“Et quod tentabam dicere, versus erat”
P
osso immaginare quanto fosse felice il poeta latino Ovidio quando il suo scrivere venne apostrofato con questa immagine, che ha insita una trasformazione quasi mistica, come l’acqua quando sublima, passando dallo stato solido a quello aeriforme, evitando la forma liquida.
Coerenza e poesia, presenza dell’uomo nelle parole che evocano immagini ed emozioni.
Mi capita, non tanto spesso a dir il vero, di avere in mente ricordi che si riescono ad adattare alla situazione presente, all’incontro con una persona: questo è successo con Andreas Dichristin, dopo aver assaggiato i suoi vini e dopo aver trascorso del tempo, prezioso e stimolante, con lui presso la sua azienda Tröpfltalhof a Caldaro.

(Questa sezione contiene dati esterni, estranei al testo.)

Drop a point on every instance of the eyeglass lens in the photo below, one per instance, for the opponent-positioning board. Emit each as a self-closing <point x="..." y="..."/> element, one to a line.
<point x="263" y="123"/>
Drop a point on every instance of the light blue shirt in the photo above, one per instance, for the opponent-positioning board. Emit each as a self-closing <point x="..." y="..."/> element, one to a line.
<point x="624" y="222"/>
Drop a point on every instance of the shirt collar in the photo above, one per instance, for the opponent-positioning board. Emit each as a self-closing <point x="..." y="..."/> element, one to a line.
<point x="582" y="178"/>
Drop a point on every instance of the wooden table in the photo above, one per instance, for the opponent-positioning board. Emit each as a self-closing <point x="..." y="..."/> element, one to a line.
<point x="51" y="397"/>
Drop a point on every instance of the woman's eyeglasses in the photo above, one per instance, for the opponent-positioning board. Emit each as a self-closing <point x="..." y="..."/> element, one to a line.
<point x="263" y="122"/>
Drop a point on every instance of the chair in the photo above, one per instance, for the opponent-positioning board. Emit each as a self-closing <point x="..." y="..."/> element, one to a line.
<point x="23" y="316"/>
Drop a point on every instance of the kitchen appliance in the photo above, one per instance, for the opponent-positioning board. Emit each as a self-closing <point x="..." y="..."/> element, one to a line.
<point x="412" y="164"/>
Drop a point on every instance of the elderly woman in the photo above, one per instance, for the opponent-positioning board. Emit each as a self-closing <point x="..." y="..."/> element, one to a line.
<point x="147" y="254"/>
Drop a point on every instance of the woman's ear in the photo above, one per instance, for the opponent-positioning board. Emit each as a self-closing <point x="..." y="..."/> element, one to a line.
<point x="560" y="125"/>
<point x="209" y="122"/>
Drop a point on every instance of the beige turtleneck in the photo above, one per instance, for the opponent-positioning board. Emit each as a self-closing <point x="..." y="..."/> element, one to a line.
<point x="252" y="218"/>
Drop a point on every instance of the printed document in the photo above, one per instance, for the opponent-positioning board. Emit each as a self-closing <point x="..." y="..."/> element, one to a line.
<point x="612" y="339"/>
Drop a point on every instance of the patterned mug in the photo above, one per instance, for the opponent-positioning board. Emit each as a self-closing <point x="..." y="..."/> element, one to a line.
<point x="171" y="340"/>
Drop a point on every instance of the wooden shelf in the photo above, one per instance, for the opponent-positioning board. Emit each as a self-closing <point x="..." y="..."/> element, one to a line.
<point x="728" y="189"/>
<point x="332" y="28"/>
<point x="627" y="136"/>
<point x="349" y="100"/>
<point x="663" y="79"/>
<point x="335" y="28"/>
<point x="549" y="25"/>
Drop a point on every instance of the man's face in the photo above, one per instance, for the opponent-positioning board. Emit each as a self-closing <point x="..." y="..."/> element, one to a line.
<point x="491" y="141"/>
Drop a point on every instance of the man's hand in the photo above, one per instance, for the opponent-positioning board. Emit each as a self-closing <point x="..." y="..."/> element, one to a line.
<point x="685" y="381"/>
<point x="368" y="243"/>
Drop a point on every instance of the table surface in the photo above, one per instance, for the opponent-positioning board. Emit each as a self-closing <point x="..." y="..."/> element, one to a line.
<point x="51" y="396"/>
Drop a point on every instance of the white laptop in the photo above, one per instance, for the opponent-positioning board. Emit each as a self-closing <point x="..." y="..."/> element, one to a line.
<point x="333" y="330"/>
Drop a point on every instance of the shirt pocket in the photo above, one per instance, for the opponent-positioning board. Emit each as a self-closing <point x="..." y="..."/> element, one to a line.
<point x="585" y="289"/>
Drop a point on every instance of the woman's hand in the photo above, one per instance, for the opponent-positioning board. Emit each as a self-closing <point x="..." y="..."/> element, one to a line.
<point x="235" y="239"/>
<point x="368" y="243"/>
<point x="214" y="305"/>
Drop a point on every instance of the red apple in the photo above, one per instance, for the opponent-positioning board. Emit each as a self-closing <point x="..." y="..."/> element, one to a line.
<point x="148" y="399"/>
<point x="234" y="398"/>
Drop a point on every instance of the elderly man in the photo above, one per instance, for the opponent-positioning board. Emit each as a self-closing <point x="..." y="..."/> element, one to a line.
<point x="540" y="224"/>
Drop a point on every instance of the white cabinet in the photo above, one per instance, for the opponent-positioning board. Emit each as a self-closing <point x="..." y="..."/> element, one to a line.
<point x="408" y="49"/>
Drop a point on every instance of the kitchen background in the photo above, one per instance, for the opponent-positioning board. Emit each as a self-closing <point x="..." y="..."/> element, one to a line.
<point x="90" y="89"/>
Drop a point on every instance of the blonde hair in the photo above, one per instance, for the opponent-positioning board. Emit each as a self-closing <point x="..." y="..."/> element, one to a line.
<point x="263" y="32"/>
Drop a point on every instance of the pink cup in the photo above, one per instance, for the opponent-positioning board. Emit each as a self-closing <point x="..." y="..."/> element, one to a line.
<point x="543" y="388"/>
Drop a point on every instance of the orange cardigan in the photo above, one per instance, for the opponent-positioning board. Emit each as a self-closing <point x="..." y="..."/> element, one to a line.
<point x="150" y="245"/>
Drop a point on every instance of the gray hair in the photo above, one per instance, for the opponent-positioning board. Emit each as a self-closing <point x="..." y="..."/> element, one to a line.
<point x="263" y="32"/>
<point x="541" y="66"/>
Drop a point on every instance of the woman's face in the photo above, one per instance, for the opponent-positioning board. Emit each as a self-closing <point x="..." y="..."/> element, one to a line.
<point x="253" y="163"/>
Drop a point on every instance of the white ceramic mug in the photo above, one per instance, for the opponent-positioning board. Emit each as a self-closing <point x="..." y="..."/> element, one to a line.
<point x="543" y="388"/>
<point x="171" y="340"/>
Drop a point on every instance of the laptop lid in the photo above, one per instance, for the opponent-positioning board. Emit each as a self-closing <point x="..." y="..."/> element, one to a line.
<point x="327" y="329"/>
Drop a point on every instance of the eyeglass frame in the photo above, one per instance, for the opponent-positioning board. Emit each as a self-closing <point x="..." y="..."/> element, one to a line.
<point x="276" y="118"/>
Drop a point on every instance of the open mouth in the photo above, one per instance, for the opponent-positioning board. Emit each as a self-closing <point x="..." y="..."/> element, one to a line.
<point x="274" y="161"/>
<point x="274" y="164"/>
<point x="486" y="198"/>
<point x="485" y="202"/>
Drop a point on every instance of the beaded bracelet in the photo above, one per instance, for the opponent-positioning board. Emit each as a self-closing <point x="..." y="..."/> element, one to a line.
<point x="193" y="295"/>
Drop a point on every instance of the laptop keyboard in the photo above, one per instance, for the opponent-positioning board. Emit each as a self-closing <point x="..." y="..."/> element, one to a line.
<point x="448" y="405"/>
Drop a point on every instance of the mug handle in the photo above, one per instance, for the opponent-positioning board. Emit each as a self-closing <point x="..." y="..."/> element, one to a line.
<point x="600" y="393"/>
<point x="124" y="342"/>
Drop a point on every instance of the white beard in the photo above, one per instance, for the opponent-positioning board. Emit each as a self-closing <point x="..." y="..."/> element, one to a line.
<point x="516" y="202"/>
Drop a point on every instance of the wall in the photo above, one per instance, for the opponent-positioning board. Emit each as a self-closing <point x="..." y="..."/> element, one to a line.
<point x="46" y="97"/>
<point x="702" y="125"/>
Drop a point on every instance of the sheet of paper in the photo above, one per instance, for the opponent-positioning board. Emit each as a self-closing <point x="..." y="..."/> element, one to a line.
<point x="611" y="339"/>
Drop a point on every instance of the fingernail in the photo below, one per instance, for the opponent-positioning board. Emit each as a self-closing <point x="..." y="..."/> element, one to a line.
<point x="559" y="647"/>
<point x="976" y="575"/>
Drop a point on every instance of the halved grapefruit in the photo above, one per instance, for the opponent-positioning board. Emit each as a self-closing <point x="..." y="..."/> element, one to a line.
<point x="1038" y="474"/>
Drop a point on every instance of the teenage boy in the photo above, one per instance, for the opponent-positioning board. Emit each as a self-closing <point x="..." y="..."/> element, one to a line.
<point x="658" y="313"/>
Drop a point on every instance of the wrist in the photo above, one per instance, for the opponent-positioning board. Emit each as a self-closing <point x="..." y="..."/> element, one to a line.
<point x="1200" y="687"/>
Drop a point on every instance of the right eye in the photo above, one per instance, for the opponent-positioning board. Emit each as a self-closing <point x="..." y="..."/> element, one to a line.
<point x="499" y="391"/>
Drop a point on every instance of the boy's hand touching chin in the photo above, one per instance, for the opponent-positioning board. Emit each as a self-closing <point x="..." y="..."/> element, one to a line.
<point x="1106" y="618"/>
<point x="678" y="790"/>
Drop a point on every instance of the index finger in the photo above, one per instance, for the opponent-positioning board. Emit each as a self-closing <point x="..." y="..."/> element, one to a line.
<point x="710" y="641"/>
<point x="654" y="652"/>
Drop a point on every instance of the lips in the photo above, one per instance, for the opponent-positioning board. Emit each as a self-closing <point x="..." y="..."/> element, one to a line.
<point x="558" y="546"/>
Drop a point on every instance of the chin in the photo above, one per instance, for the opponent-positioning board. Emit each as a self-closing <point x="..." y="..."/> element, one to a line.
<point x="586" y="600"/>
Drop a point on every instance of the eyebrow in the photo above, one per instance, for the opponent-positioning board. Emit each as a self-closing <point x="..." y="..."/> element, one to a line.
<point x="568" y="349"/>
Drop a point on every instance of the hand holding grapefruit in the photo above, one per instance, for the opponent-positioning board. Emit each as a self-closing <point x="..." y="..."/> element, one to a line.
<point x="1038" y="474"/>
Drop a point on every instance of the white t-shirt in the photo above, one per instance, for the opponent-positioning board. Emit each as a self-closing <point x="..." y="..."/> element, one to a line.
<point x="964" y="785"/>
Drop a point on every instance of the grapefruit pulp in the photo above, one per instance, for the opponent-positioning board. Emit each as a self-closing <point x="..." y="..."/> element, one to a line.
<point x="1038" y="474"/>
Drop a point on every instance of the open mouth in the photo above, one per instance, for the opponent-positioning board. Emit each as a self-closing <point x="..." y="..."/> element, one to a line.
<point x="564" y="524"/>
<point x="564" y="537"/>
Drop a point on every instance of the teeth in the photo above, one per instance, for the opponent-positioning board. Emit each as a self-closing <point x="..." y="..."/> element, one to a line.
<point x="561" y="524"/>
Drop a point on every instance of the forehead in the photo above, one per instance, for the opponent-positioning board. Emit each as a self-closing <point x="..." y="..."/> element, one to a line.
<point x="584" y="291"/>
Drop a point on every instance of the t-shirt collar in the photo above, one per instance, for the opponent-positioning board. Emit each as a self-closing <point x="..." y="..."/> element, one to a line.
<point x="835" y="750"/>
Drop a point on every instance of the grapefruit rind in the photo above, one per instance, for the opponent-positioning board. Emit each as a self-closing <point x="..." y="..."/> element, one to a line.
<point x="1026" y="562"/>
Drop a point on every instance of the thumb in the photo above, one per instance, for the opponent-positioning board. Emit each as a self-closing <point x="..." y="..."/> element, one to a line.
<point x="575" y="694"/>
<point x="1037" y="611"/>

Ho ricordato questa descrizione della capacità poetica perché certamente questa tensione di trasmettere un concetto vivo -un logos- nei propri vini appartiene anche questo straordinario viticoltore biodinamico.
Egli racconta il suo operato con tale naturalezza e semplicità che pensi davvero che vivere al contatto con la natura e nel rispetto di essa e di tutte le forme viventi non sia poi così impossibile o difficile.
Immersa nella “Valle gocciolante” ai piedi del Massiccio della Mendola sorge il maso, attorniato dalla vigna che ospita il sauvignon blanc e dal frutteto; tra i filari passeggiano le pecore e le galline, per nulla disturbate dalla presenza umana.
La terra del vigneto è viva, grazie allo stato di humus che si è generato grazie alla cura di Andreas, che segue i principi indicati da Steiner, con un approccio di conservazione dello stato di salute e di promozione della vitalità piuttosto che di rincorsa alle cure delle malattie della vigna.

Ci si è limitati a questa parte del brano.